Finding my words

When I was working with preschoolers, we always advised them to “use your words” when they were frustrated or angry.

Well now I’m taking my own advice. I just need to find the words to express how I’m feeling upon returning home.

I hope that you’ve gotten the feeling that I absolutely love my host family over there in Palestine. They were sweet and caring and went way too far out of their way to be accommodating.

I don’t know if I mentioned it, but I went to Palestine through a program called the Holy Land Trust (www.holylandtrust.org). I paid about $2000 for a month there, and about a quarter of this went to my host family for food and rent.

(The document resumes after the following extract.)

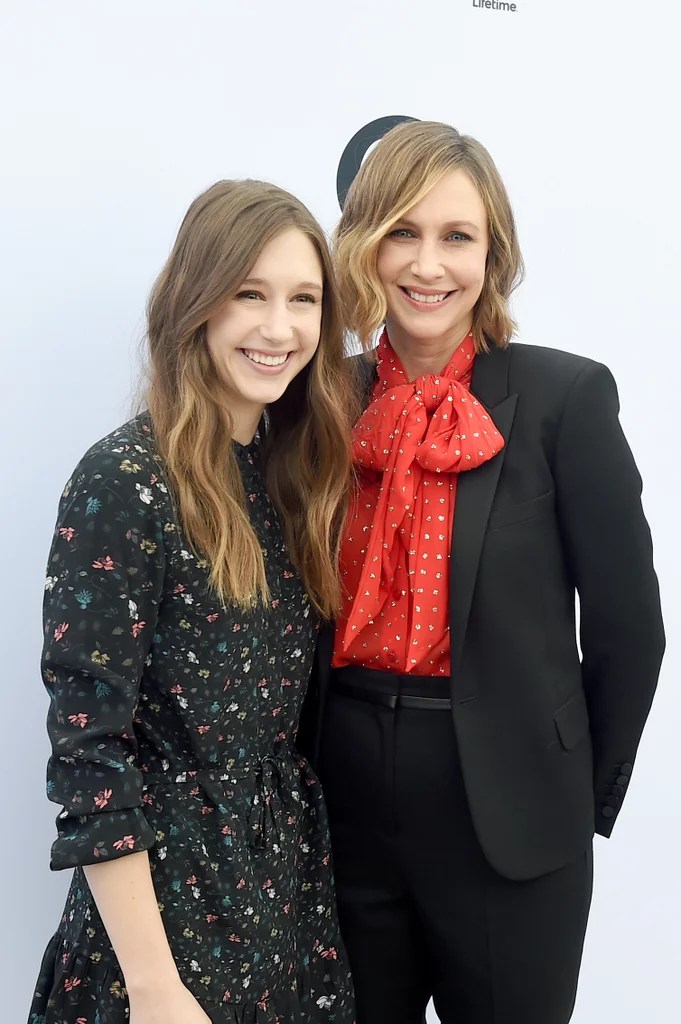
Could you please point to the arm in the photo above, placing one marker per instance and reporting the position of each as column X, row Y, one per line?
column 609, row 554
column 105, row 577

The rest went to programming: invitations to speakers, tours around Palestine and Israel, etc.

But after I’d been with my host family for 3 weeks, I found out by speaking with my roommate there that my host family had not been paid for our food and living expenses. So for three weeks a family that had no running water, that lived in a refugee camp, that had to take their oldest child out of university because they couldn’t afford it, they were feeding me and giving me a place to live out of their own pockets. They weren’t upset about this, at least not to me. They didn’t take it up with the Holy Land Trust. But we had to straighten it out immediately – and we did, relatively speaking. In the end, they got the money.

But here’s the thing that gets me. They didn’t have to love me. They didn’t have to be kind or caring. In fact, knowing how Palestinians are treated in America, and how relations are between America and the Arab World, I was surprised how kind and loving they were. In fact, they had so much more reason to hate me than to love me.

Accept they don’t. They didn’t know me. And i had to swallow each time I said, ‘I’m an American’ because, based on what they see on television, and based on the Israeli occupation and America’s support for Israel, they have good reason to hate Americans.

So why don’t they? Because they realized that I’m not my government. They realized that I’m just an individual.

The real kicker for me, though, is the fact that Palestinians and other Arabs in America don’t get the same benefit of the doubt. Rather than being treated as individuals, they are hated and persecuted for being part of a collective – not by choice, but purely by geography and skin color.

What if Americans were as welcoming as the people in Palestine? What if we didn’t judge people based on their skin tone, name, ethnicity, or religion?

There are one and a half BILLION Muslims in this world. Yet how are we still associating and stereotyping all Muslims?